By Phil Mercer
BBC News, Sydney
Australia has had one of its warmest Aprils on record, opting for sun block and air conditioning, rather than autumn woollies and heaters.
"It was a very spectacular departure from normal," said Peter Dunda from the Bureau of Meteorology in Sydney.
In parts of New South Wales, temperatures hovered just below 30C - more than five degrees above the average.
Peter Dunda says Australia may start suffering from El Niņo
It has not only been warm, it has also been very dry. Only once before since 1910 has Australia had so little rain in the period from January to April.
As a result, much of the country is in the grip of an unyielding drought, with an increasing number of farmers receiving emergency government aid.
Weather forecasters are warning that Australia's 'Big Dry' could get even worse.
"There are some early signs that there is a slightly higher than normal risk of going into an El Niņo episode in our winter and Spring period," Mr Dunda said.
Australia's climate is influenced by changes in sea surface temperatures in the tropical Pacific Ocean. At different ends of the spectrum lie La Niņa - which is associated with floods in Australia - and El Niņo - which is linked to drought.
A cocktail of various weather factors lies behind the above average April temperatures.
Firstly, the tropical monsoon has been fairly weak and failed to spread cooling moisture to the interior.
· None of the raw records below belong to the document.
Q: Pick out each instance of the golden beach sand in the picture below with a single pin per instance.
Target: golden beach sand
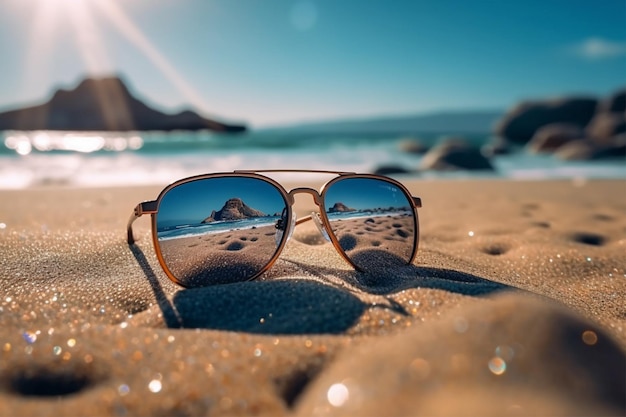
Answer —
(513, 306)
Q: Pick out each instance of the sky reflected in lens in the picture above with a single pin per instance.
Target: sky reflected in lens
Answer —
(219, 230)
(373, 222)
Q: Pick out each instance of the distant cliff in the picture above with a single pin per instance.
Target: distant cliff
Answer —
(104, 104)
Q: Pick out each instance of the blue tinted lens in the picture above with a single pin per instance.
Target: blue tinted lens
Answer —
(373, 221)
(219, 230)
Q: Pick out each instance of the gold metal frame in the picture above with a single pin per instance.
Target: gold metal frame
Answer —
(152, 207)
High-pressure systems across those central regions have directed warm air across the southern states.
On top of all that, there were almost no cold fronts during April, which would normally bring cooler weather from the south of the continent and the Southern Ocean.
All of which makes for worrying times in a county used to climatic extremes. Many Australians are already living with tough water restrictions. Supply levels at dams supplying Sydney have never been lower.
The New South Wales State government is considering a controversial desalination plant as a solution to dwindling supplies of fresh water. It had previously dismissed the idea as too expensive and ecologically damaging.
Environmentalist Jeff Angel still thinks that way.
"Even if Sydney puts in place a desalination plant that could give us up to 30% of our daily water supplies, that eventually will be overtaken by population growth and we'll be back where we started," he predicted.
"Sydney is in a very desperate situation with its four million-odd people," he added.
Campaigners are calling on decision-makers to pay far more attention to the recycling of storm and waste water.
But Marc Simon, Managing Director of Australian Water Services, which is building a desalination plant in Perth, has insisted the process will be invaluable to cities across this arid continent.
"The big benefit is to bring a diversification of supply," he said.
Mr Simon stressed that the technology was always improving and that the environmental impact of the desalination plants would be negligible.
As Australia prays for rain, this unusually warm spell has put a dent in businesses selling heaters, warm clothing and blankets.
Texan tourists Clint and Michael say they have been pleasantly surprised
There are some positives during these anxious times, however, especially for beach lovers and tourists.
"Where I come from, autumn time is zero degrees," said 29-year-old Alex from Venice, enjoying Sydney's Bondi beach.
"The surf's been bad in recent weeks but the weather's been awesome. It feels like summertime," he said.
Tourists Clint and Michael from Dallas have also been unexpectedly impressed, leaving their jumpers and jackets back at the hotel - but not their cowboy hats.
"I knew Australia's going into winter but I didn't expect it to be this nice," said Michael, while Clint added: "I was hoping it was going to be like this but everybody said it would be a little cold. It couldn't be better."